McLaughlin Mine Project 2017-12-12T12:07:55+00:00

Project Description

McLaughlin Mine Project

Homestake Mining Company of California

Background

The McLaughlin Mine operated between 1985 and 2002, producing 3.5 million ounces of gold over its 17-year life.  Napa, Lake, and Yolo Counties, along with the BLM, approved the McLaughlin Mine Plan of Operations and the Reclamation Plan in the early 1980s.  In Lake County, Homestake placed approximately 38 million tons of mill tailings from its gold processing facilities into a Tailings Impoundment Facility (TIF), extending to a maximum depth of approximately 145 feet.

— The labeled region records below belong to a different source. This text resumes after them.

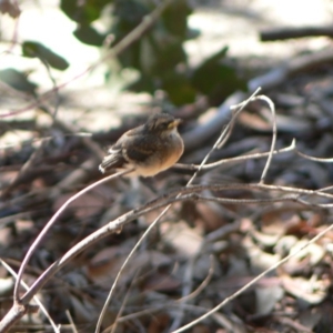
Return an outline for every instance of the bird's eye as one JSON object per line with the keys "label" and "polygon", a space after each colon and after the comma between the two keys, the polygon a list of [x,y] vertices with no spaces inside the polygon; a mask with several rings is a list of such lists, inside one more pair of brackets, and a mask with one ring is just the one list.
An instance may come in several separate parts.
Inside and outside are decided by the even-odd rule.
{"label": "bird's eye", "polygon": [[161,122],[160,125],[159,125],[159,128],[160,128],[161,130],[167,130],[168,127],[169,127],[169,122]]}

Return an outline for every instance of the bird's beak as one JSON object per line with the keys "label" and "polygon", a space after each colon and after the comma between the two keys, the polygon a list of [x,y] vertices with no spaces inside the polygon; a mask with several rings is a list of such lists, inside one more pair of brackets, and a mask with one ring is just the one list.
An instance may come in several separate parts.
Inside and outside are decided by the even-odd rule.
{"label": "bird's beak", "polygon": [[182,123],[182,120],[180,118],[176,118],[173,122],[169,124],[169,129],[176,128],[180,123]]}

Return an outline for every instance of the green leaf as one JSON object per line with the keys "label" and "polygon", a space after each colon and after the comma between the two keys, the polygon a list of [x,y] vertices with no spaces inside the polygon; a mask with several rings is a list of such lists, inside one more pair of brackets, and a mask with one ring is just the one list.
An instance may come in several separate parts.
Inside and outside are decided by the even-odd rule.
{"label": "green leaf", "polygon": [[36,95],[37,84],[29,81],[27,75],[12,68],[0,70],[0,80],[9,87]]}
{"label": "green leaf", "polygon": [[101,11],[112,0],[61,0],[61,10],[73,21],[80,24],[89,24],[99,19]]}
{"label": "green leaf", "polygon": [[61,71],[69,67],[69,63],[65,59],[39,42],[24,41],[22,43],[22,53],[27,58],[39,58],[42,61],[46,61],[50,67]]}

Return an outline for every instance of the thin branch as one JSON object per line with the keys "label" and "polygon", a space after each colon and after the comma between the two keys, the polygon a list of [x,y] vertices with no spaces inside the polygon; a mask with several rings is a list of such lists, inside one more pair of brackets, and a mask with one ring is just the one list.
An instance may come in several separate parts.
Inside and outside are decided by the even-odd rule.
{"label": "thin branch", "polygon": [[[18,274],[11,269],[11,266],[9,264],[7,264],[7,262],[4,260],[2,260],[0,258],[0,263],[3,265],[3,268],[14,278],[18,279]],[[21,285],[26,289],[29,290],[28,284],[24,281],[21,281]],[[56,323],[53,322],[53,320],[51,319],[48,310],[46,309],[46,306],[43,305],[43,303],[39,300],[39,297],[37,295],[33,296],[34,302],[39,305],[39,307],[41,309],[42,313],[44,314],[44,316],[48,319],[48,321],[50,322],[51,326],[53,327],[53,331],[56,333],[60,333],[60,327],[56,325]]]}
{"label": "thin branch", "polygon": [[118,172],[114,174],[111,174],[107,178],[103,178],[101,180],[99,180],[98,182],[92,183],[91,185],[84,188],[83,190],[81,190],[79,193],[77,193],[75,195],[71,196],[65,203],[63,203],[63,205],[56,212],[56,214],[51,218],[51,220],[47,223],[47,225],[43,228],[43,230],[39,233],[39,235],[37,236],[37,239],[34,240],[34,242],[32,243],[32,245],[29,248],[22,264],[20,266],[19,273],[18,273],[18,279],[17,279],[17,283],[14,286],[14,294],[13,294],[13,299],[14,302],[20,303],[20,296],[19,296],[19,291],[20,291],[20,283],[21,283],[21,279],[23,275],[23,272],[26,270],[26,266],[30,260],[30,258],[32,256],[33,252],[36,251],[37,246],[40,244],[40,242],[44,239],[44,236],[47,235],[48,231],[50,230],[50,228],[56,223],[57,219],[61,215],[61,213],[68,208],[68,205],[70,203],[72,203],[73,201],[75,201],[78,198],[80,198],[81,195],[83,195],[84,193],[89,192],[90,190],[94,189],[95,186],[108,182],[114,178],[124,175],[129,172],[131,172],[133,170],[127,170],[123,172]]}
{"label": "thin branch", "polygon": [[252,285],[254,285],[258,281],[260,281],[266,274],[271,273],[272,271],[274,271],[275,269],[278,269],[279,266],[281,266],[285,262],[287,262],[291,258],[293,258],[294,255],[296,255],[297,253],[300,253],[301,251],[303,251],[304,249],[306,249],[309,245],[314,244],[322,236],[324,236],[325,233],[327,233],[331,230],[333,230],[333,224],[330,225],[329,228],[326,228],[325,230],[323,230],[322,232],[320,232],[316,236],[314,236],[312,240],[310,240],[306,244],[304,244],[303,246],[301,246],[299,250],[292,251],[289,255],[286,255],[285,258],[283,258],[282,260],[280,260],[279,262],[276,262],[275,264],[271,265],[268,270],[265,270],[264,272],[262,272],[261,274],[259,274],[251,282],[246,283],[243,287],[241,287],[239,291],[236,291],[235,293],[233,293],[231,296],[226,297],[223,302],[221,302],[214,309],[212,309],[211,311],[206,312],[204,315],[198,317],[196,320],[192,321],[191,323],[189,323],[189,324],[180,327],[179,330],[173,331],[172,333],[184,332],[185,330],[188,330],[190,327],[193,327],[195,324],[198,324],[201,321],[208,319],[210,315],[212,315],[215,312],[218,312],[219,310],[221,310],[224,305],[229,304],[231,301],[233,301],[239,295],[241,295],[243,292],[245,292],[249,287],[251,287]]}

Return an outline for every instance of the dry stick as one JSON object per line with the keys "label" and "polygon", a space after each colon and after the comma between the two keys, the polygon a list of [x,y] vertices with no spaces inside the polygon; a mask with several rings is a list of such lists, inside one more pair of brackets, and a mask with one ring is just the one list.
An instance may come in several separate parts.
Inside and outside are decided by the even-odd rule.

The approved reclamation plan called for a minimum of 3 feet of composite cover material over the tailings and establishment of shallow-rooted grassland.  A diversion channel would be removed, and a cut in the tailings embankment would be excavated to facilitate the reestablishment of surface runoff from the surrounding watershed through the TIF and back into the native watercourses.  Completion of closure was not envisioned for approximately 50 years.

Challenges

In 2007, reevaluation under current RWQCB regulations concluded certain aspects of the 1983 reclamation plan were determined infeasible with regard to post-closure water management, dam stability, and final reclamation scenarios.  The need for complete on-site containment of TIF sediments under current RWQCB requirements, and the need to maintain the integrity over the impoundment (dam) under Division of Safety of Dams requirements made implementation of the plan approved 27 years ago infeasible today.  Had the original plan been implemented without modification, the TIF could not have complied with the Regional Water Board requirement to maintain the TIF as a “zero-discharge facility.”

Solutions

Benchmark Resources developed an amendment to the reclamation and closure plan was developed is based on a series of technical studies completed to address soil cover quantity and placement, vegetation cover, wetland development and saline water habitats, water quality, dam safety, and long-term monitoring.

The Amendment called for the development of a mosaic of differing moisture regions on the TIF, resulting in upland grasslands in the dryer areas along with emergent marshes behind the berms on the surface of the TIF. Some run-on from the surrounding watershed would be allowed to flow into the TIF to provide a mix of fresher water habitats along with the more saline habitats associated with the internal pond (tailings) water. The Amendment provides a greater level of sustainability than the original plan and allows for adaptive management of the reclaimed mine surface into the future as on-site conditions and habitats evolve.